Meski anda merasa pintar dan brilian, jangan keburu yakin bahwa semua
pintu perusahaan akan terbuka secara otomatis untuk anda.  Sebab
kenyataannya, para tuan dan nyonya pintar ini seringkali gagal dalam
wawancara. Alasannya?
tidak smart dan taktis dalam  menjawab pertanyaan.

1. Ceritakan tentang diri anda

Erina Collins, seorang agen rekruitmen di Los Angeles menyatakan
seringkali ada perbedaan yang mengejutkan antara ketika kita membaca
lamaran seseorang dengan saat berhadapan dengan si pelamar.

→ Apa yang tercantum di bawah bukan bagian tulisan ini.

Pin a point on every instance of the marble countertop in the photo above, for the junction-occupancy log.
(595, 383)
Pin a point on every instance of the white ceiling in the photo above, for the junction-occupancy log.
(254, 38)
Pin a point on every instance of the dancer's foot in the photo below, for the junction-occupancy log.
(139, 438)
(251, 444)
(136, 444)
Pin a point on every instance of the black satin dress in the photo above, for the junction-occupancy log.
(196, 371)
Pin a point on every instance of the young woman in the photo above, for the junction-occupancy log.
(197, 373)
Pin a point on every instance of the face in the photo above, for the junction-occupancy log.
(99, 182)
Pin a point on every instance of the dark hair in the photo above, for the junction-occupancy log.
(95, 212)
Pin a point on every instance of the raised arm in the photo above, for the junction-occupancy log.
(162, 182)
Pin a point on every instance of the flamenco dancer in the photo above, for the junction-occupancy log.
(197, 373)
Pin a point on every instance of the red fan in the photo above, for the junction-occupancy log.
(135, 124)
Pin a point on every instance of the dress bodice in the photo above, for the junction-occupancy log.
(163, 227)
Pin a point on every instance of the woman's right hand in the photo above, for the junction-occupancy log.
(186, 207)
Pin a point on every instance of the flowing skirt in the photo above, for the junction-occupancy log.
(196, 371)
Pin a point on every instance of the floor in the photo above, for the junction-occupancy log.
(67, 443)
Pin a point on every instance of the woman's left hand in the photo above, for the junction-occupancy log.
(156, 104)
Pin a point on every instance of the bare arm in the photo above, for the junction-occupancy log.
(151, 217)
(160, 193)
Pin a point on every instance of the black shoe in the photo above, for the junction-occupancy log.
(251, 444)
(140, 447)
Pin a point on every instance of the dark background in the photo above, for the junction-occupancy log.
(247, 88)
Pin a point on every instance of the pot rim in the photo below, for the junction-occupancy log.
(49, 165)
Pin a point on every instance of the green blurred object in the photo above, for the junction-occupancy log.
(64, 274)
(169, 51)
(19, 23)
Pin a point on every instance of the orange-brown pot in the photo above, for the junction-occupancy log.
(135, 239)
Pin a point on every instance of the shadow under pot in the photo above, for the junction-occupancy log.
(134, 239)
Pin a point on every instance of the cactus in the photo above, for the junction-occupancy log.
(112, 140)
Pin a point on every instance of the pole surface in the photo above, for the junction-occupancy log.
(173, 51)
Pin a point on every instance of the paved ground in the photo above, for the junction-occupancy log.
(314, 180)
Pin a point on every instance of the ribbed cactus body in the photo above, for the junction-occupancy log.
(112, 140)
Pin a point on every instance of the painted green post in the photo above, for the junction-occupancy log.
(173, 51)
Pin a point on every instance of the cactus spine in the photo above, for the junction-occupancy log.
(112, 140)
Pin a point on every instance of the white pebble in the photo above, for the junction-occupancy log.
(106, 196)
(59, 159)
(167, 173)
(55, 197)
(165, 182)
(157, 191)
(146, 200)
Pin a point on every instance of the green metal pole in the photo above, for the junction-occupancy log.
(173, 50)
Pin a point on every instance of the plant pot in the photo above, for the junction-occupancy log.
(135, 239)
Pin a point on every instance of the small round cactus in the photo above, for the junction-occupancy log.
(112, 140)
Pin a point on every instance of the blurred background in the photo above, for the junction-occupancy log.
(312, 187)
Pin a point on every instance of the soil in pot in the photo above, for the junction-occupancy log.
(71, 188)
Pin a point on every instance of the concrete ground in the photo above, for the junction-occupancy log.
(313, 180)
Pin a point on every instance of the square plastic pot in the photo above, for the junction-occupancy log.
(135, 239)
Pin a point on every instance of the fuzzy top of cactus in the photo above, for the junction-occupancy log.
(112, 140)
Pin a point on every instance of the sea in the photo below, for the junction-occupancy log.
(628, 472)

"Pengalaman menunjukkan, surat lamaran yang optimis tidak selalu
menunjukkan bahwa pelamarnya juga sama optimisnya," kata Erina.
Ketika pewawancara menanyakan hal yang sederhana seperti "Di mata
anda, siapa anda?" atau "Ceritakan sesuatu tentang anda", banyak
pelamar menatap
pewawancaranya dengan bingung dan lalu seketika menjadi tak percaya
diri.

"Saya merasa biasa-biasa saja" atau "tak banyak yang bisa saya
ceritakan tentang diri saya" seringkali menjadi jawaban yang dipilih
pelamar sebagai upaya merendahkan diri. Selama ini banyak artikel
karir konvensional yang menyarankan agar anda sebaiknya merendahkan
diri sebisa mungkin, sebagai upaya mencuri hati si pewawancara. "Tapi
ini jaman modern. Jawaban yang terlalu merendah dan banyak basi-basi
hanya menunjukkan bahwa anda sebenarnya tidak yakin dengan diri anda.
Dan perusahaan masa kini tidak butuh karyawan seperti itu," tegas
Erina.

Pengalaman Eliana Burthon, staf humas sebuah hotel berbintang di New
York mungkin menarik untuk disimak. Ketika pewawancara memberinya
satu menit untuk bercerita tentang dirinya, Eliana mengatakan "Saya
Eliana Burthon, anak pertama dari lima bersaudara. Sejak SMA, saya
aktif di koran sekolah. Disitu saya menulis, mewawancarai orang-orang
di sekitar saya dan berhubungan dengan mereka. Dari situ saya sadar
alangkah menariknya bisa bertemu dengan orang banyak, berdiskusi dan
mengetahui banyak hal dari mereka. Diluar itu, saya senang musik,
membaca dan traveling.Ketika kuliah, saya sering menulis pengalaman
jalan-jalan saya, atau sekedar memberi referensi kaset yang sedang
laris untuk koran kampus saya."

Meski tak memberikan jawaban yang berbunga-bunga, apa yang diungkapkan
Eliana tentang dirinya menunjukkan bahwa dirinya terbuka, ramah dan
punya rasa ingin tahu. "Jawaban itu cerdas dan efektif untuk
menggambarkan bagaimana dia menyatakan secara implisit bahwa dirinya
merasa layak ditempatkan di posisi yang diincarnya. Pewawancara butuh
jawaban seperti itu. Cukup singkat, tapi menunjukkan optimisme yang
alamiah," kata Erina Collins.

Kalau anda dipanggil untuk wawancara, sebisanya persiapkan diri dengan
baik. Rasa percaya diri dan menunjukkan bahwa anda menjadi diri
sendiri
adalah yang terpenting. Pewawancara tidak butuh jawaban yang 
berbunga-bunga, berapi-api apalagi munafik.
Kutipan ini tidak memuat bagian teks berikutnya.